My credentials are correct. Is GenieGo fully integrated in the Directv app? Is it buggy? Any fixes?

Thanks


----------



## murf52 (Oct 9, 2015)

I was able to register both my iPhone and an Android tablet. Haven't seen any bugs, but a couple annoying behaviors. When I registered my Android, it acted like it was a new device, so I removed my previous (GenieGo) device. Now I could no longer get access to my previous content. Fortunately, I hadn't removed it from my DVR, so no loss.

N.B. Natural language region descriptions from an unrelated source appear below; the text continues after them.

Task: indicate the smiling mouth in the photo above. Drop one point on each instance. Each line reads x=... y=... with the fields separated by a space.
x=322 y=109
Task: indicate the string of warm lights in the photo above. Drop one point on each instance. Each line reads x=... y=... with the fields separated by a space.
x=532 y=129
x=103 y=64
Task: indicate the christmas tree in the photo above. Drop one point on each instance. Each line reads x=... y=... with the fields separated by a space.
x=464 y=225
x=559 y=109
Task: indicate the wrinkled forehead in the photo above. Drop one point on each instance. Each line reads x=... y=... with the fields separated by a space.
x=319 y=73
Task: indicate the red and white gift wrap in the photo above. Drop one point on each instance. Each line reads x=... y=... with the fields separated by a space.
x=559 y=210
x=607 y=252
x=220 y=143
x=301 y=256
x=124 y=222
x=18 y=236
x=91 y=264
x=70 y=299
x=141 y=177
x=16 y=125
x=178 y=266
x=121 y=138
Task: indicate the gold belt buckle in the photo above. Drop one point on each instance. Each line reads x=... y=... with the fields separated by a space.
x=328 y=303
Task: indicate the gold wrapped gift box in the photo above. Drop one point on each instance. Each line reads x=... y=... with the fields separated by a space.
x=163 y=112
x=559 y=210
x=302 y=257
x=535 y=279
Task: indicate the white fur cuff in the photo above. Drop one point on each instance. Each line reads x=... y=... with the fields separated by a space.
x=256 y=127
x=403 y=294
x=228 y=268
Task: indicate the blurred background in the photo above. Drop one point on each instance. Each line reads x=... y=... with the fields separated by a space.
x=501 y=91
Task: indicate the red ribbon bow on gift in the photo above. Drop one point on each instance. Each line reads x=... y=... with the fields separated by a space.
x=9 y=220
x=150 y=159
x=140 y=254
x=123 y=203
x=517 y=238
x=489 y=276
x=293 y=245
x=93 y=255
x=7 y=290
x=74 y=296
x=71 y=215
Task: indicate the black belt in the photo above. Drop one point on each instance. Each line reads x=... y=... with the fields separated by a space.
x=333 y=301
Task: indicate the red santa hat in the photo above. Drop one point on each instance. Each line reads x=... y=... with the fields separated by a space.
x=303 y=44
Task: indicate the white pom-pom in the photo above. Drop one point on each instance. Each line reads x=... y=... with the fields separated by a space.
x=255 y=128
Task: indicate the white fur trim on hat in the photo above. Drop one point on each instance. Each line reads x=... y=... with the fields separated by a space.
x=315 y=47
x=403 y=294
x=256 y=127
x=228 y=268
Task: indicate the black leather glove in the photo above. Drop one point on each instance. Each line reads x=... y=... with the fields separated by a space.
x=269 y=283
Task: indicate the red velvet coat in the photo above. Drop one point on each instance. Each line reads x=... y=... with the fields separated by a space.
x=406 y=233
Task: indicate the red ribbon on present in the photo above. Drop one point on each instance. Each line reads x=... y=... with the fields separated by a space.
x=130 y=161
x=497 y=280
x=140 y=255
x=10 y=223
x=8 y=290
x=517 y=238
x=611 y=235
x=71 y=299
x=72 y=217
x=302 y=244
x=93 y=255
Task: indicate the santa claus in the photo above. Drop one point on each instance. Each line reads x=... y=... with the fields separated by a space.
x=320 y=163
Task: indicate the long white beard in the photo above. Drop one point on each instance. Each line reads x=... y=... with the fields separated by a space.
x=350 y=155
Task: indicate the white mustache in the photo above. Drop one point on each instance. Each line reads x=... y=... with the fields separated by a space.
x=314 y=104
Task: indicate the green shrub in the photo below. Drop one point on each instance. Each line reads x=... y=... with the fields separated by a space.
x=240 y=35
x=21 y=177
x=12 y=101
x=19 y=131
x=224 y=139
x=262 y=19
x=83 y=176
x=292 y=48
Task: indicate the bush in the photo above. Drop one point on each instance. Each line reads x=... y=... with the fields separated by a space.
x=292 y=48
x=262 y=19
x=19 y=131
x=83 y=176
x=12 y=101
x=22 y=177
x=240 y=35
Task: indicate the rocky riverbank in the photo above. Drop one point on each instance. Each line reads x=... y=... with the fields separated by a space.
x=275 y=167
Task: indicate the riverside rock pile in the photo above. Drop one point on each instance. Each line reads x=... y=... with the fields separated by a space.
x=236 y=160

Most annoying is that DirecTV replaces the recorded commercials with new ones, that you can't skip. In fact, the 30 second skip control is missing from the interface. Don't like this at all. I've been watching shows with commercials in them on my PC, which doesn't have GenieGo integrated into it yet.


----------



## peds48 (Jan 11, 2008)

mrfatboy said:


> I have both the Directv app and GenieGo app on my iphone. The GenieGo app sees my network and I am able to download shows to my iphone.
> 
> The GenieGo app now has a title page that says it has been integrated into the Directv App. When I try to register my iphone in the Directv app to be able to see my saved shows on the GenieGo I get an EXTERNAL PROCESSING ERROR: Reason Invalid Request: 902. Invalid ID or Password.
> 
> ...


Do you have an ATT and DirecTV bundled account? You may need to use your access ID

Sent from my iPad Pro using Tapatalk


----------



## mrfatboy (Jan 21, 2007)

peds48 said:


> Do you have an ATT and DirecTV bundled account? You may need to use your access ID
> 
> Sent from my iPad Pro using Tapatalk


No Bundle account. I do have them separate though.


----------



## triplej84 (Jan 23, 2016)

I was having the same issue with the new iPhone app since December. I resolved the issue by doing the following:


1) Reset password on Directv.com. I made my DIRECTV credentials match my AT&T credentials. (I'm not sure if this step was necessary but didn't want to leave it out).
2) Signed out of DIRECTV app on iPhone from the settings menu within the app.
3) Signed into the app using the new credentials
4) Clicked on playlist in the app from the app's menu and clicked the "My Downloads" tab in the playlist
5) Clicked on the button to register my iPhone
6) Signed in again using my new credentials
7) The app then walked me through the steps of syncing with my Genio Go\


I hope this helps. My guess is the only steps that are needed are signing out of the app and signing back in to resolve the issue, but if not at least you have all the troubleshooting steps I took.


----------